July 14, 2020   /   by Atossa Shafaie

Patriot Leaders will continue helping incoming Mason students transition, but orientation is now in a virtual format. Photo was taken in January by Ron Aira/Creative Services.

Orientation takes on new meanings as we adjust to changing concepts of safety and social interactions. At George Mason University, New Student Orientation helps students navigate the many paths open to them as incoming members of the Mason Nation, now in a virtual format. 

Digitizing a program that traditionally uses face-to-face interactions to help students make the connections they need to thrive in a new environment with new responsibilities is an ambitious task. And that is exactly what New Student and Family Programs (NSFP), a department of University Life, has done, all in the space of two months. 

“The flexibility and dedication to serve our new students and families and to provide them with this important program in a completely new way has made me so proud to be a part of the Mason community,” said Rick Gray, NSFP Director. 

Patriot Leaders and staff worked tirelessly, completing trainings to help navigate new delivery systems on platforms such as Webex, Blackboard, Slack and Mason360. Staff was also trained in the facilitation of small virtual groups, with a focus on non-verbal communication in a virtual space. Planning for Virtual Orientation also required mapping ways in which social media  can digitally showcase “Mason Pride.” 

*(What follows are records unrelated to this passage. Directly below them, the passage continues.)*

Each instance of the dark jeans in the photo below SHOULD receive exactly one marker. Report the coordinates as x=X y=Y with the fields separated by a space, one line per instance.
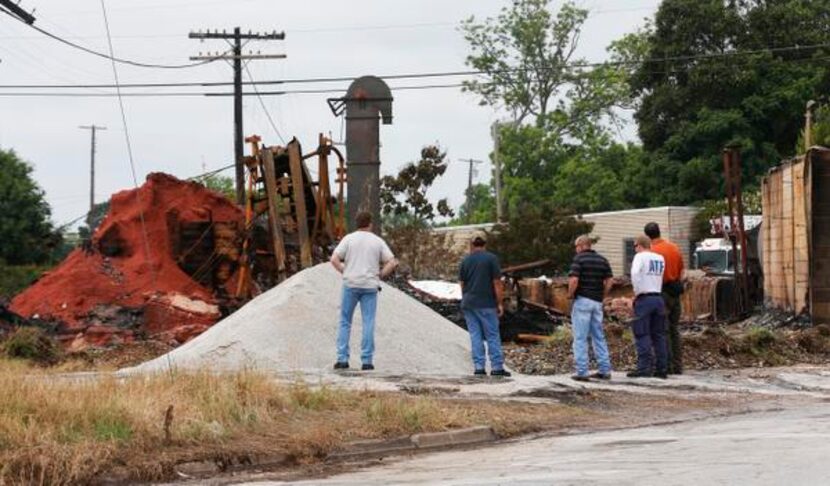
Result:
x=673 y=310
x=650 y=334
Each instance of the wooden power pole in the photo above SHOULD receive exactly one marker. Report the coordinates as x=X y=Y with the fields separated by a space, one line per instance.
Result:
x=93 y=129
x=470 y=173
x=235 y=38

Students will experience asynchronous and synchronous offerings on a variety of platforms with the same high quality they would get in an in-person experience. A first-year student attending Mason’s Virtual Orientation will have access to pre-recorded content, with live sessions for advising and registration. Students can also engage in additional Q&A sessions, both general and with a specific focus such as housing or financial aid. 

It was also important to design an experience that reminds students Mason’s Virtual Orientation is more than a screen. All freshman students are assigned to a small group to interact with fellow new Patriots. Groups are facilitated by a Patriot Leader and extend throughout the summer. Students can engage with Club Patriot, a series of virtual social events. Live sessions will also allow students to interact with colleges and departments, and start building their own Mason network. 

But the work doesn’t end with students. “Family engagement is a key part of student success, and we are delighted to welcome incoming parents and family members into our strong and supportive Mason community,” said Rebecca McCrory, Associate Director of Family Programs. “Virtual orientation provides an opportunity for families to learn about and support their student on their Mason journey.”  

Those opportunities come to families in the form of live Q&A sessions, recorded content, and additional presentations created specifically for families. 

Every space at Mason that previously had representation in the on-campus orientation was able to create and present high-quality content to students electronically. This content will remain available to them beyond the start of the Fall semester. The creation and execution of Mason’s Virtual Orientation showcases exactly what the experience offers to students,  the meaning of working together to maintain community in a virtual world.   

Virtual Orientation doesn’t end when the programming is over. There are a number of online resources, including the Mason First Year Resources webpage,  that provide easy access to important information and answers to FAQs new students and families will have. Mason360 will also help students stay connected. To strengthen support, Peer Leaders will extend their interactions with the students beyond the end of orientation and into the Fall semester. 

“The students realize and remember that they are not alone,” said Peer Leader Bridget Anim. “Although every individual has a different experience, we are all being affected by this pandemic one way or the other and talking about it in a supportive environment helps the new students build connections and be cheerful.”